Given a string array words, return the maximum value of length(word[i]) * length(word[j]) where the two words do not share common letters. If no such two words exist, return 0.

Clarifying Questions

  1. Input Size: What is the maximum length of the array words and the maximum length of each word?
    • Usually, we expect words.length to be up to 10^3 and the length of each word up to 10^3, but we should confirm.
  2. Character Set: Are the words composed of only lowercase English letters?
    • Assuming from typical constraints, yes.
  3. Output: Are we guaranteed that there will be at least two words in the array?
    • If not, we should handle cases where there are fewer than two words by directly returning 0.

Strategy

  1. Bitmask Representation:
    • Each word can be represented by a bitmask with 26 bits, where each bit corresponds to a character ‘a’ to ‘z’. For example, if a word contains ‘a’, ‘b’, and ‘c’, then its bitmask will have the first three bits set (i.e., 000...0111).
  2. Store Lengths and Bitmasks:
    • We will create an array of the same length as words where each element contains the bitmask of the word and its length.
  3. Check Pairwise:
    • Iterate over all pairs of words, checking if their bitmasks do not overlap.
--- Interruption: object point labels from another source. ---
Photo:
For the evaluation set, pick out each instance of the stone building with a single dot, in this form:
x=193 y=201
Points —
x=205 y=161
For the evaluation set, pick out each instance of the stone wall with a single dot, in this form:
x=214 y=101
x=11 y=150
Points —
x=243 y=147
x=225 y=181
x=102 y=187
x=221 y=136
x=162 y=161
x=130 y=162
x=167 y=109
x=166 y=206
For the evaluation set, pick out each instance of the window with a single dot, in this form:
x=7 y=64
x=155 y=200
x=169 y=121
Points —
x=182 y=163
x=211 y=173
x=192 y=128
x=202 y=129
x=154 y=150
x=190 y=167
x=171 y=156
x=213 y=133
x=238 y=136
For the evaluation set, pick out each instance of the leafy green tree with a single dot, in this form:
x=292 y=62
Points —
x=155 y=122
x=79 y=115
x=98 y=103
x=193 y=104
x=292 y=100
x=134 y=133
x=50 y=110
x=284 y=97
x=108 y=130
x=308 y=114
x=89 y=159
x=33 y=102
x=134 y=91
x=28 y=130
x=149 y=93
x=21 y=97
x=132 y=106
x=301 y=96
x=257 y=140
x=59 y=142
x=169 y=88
If not overlapping, calculate the product of their lengths and keep track of the maximum product.

Code

import java.util.*;

public class Solution {
    public int maxProduct(String[] words) {
        if (words.length < 2) {
            return 0;
        }
        
        int n = words.length;
        int[] masks = new int[n];
        int[] lengths = new int[n];
        
        for (int i = 0; i < n; i++) {
            int bitmask = 0;
            for (char c : words[i].toCharArray()) {
                bitmask |= (1 << (c - 'a'));
            }
            masks[i] = bitmask;
            lengths[i] = words[i].length();
        }
        
        int maxProduct = 0;

        for (int i = 0; i < n; i++) {
            for (int j = i + 1; j < n; j++) {
                if ((masks[i] & masks[j]) == 0) {
                    maxProduct = Math.max(maxProduct, lengths[i] * lengths[j]);
                }
            }
        }

        return maxProduct;
    }
}

Time Complexity

Thus, the total time complexity is O(N * L + N^2).

This approach ensures that the solution is efficient given usual constraints, but keep in mind that for extremely large inputs, the quadratic part (N^2) might become a bottleneck.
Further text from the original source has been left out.